The days are dark, the nights are cold, and I'm thinking of the tropics. What would it take to get out of cold dark Iowa, besides time and money? My husband and I could get in the car and drive south, likely traveling through weather even more wet and icy than it is here. I'm terrified of thundering semi-trucks, reckless sports cars, and heedless SUVs on winter roads. I wonder about the alternative of flying. Specifically, I wonder about flying with a dog. Therefore, I google the phrase "flying with a dog." I know people bring dogs with them when they travel. I've seen big hairy beasts crated up in travel kennels, loaded into the cargo bay of an airplane along with the luggage and golf bags. I can only hope those dogs are well sedated before they're strapped in. For my own dog, this would never work. At 8 pounds, this short-haired chihuahua would freeze to death before the plane left the tarmac. I'd have to find a way to carry her on board and wrap her in a blanket on my lap.

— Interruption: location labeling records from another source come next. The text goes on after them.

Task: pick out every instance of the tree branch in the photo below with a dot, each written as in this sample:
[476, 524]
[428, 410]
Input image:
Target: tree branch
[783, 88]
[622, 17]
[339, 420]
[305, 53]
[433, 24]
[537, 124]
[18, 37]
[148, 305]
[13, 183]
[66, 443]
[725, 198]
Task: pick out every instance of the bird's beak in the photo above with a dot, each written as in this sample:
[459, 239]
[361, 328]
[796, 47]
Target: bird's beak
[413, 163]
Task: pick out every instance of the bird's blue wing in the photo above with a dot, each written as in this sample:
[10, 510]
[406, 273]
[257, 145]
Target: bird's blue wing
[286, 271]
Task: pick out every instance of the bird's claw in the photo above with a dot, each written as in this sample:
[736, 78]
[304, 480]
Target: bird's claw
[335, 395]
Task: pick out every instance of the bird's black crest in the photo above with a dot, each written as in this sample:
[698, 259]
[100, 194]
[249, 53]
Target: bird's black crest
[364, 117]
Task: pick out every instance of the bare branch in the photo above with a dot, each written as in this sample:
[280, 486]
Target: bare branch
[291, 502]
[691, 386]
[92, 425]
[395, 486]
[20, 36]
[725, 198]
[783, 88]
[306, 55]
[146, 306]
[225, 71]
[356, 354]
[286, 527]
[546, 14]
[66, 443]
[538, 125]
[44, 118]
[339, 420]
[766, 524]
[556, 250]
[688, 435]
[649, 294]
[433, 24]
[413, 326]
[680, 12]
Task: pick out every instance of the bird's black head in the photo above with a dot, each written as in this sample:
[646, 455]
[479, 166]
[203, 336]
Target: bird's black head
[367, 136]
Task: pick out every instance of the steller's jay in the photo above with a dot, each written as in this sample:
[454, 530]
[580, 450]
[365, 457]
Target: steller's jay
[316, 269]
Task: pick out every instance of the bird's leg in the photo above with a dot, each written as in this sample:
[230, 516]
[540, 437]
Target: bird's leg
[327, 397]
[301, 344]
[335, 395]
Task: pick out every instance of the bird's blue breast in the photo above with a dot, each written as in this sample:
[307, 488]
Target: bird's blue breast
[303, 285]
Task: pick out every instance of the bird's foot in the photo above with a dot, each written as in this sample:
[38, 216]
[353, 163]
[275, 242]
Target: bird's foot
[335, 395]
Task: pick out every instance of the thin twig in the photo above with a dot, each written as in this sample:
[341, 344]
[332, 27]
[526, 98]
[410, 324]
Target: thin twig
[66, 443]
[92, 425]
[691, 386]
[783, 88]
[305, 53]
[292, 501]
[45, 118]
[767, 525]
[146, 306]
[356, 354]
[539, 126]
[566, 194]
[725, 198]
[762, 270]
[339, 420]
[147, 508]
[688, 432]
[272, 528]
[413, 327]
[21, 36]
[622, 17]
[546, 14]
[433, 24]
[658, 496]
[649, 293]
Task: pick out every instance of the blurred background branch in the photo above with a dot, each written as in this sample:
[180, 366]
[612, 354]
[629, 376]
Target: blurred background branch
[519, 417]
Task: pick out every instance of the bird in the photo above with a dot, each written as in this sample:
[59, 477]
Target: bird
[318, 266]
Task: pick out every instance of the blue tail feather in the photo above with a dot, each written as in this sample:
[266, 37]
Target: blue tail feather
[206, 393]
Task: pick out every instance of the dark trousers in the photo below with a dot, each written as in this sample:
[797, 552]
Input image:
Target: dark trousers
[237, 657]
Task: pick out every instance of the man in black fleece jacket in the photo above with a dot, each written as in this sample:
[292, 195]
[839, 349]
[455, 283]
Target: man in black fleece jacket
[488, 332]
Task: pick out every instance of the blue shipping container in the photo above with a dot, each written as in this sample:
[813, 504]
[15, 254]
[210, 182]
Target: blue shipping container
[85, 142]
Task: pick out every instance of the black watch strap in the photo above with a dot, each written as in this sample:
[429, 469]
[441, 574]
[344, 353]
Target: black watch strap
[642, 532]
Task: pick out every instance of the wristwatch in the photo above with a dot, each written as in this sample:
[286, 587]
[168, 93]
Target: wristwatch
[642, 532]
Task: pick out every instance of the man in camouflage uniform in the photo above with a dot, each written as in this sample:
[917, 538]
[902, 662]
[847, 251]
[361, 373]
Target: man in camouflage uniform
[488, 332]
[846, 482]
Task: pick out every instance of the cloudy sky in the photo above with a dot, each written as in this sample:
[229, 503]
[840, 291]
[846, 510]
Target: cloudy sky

I recall the times I've flow out of the nearby airport in Dubuque, which only has one destination: Chicago. From O'Hare we can board flights headed in all directions of the globe. Have I ever booked a flight out of that airport that has been on time? Nope. How on earth would I keep a skittish, 2-year-old dog settled on a long, unpredictable journey? I guess we're staying put. Not just for today or for the winter. Probably, forever.

December 22

Tomorrow, in Bellevue, Iowa, the day will be four seconds longer than today. That is, we'll start escaping the doldrums between the period of shortening days and shortening nights. On only one day do sunlight and darkness find counterpoise, and today is it. What better time to journey inward? Thus, my first go at daily writing since I was a ten-year-old in Kansas City, and just knew the world would be fascinated by my thoughts. Yet, I couldn't bear the idea of anybody knowing them. That's why I kept my little diary locked with the little key it came with. Nancy Drew-like, I tucked my mystery under the mattress of the lower bunk, while my sister spent her nights on the upper bunk. Four years older than I, Leslie knew where the diary was and where the key was. She couldn't have cared less although she teased me by threatening to read it. Fifty years later, I'm a middle-aged woman living in a small town in the middle of the county. I’m invisible to most of the world. Yet I still feel somebody out there will be fascinated by my every thought but can't bear the idea of anybody knowing them. That's why I'm sitting here on a dark Iowa morning, freezing rain spitting on my poet-garret window, secretly working out ways to illuminate my truth with fictional devices like character, conflict, narrative voice, and plot types. Of the seven basic plot types, I'm going with Voyage and Return. That seems to be the story of my life. Or at least the one I tell people.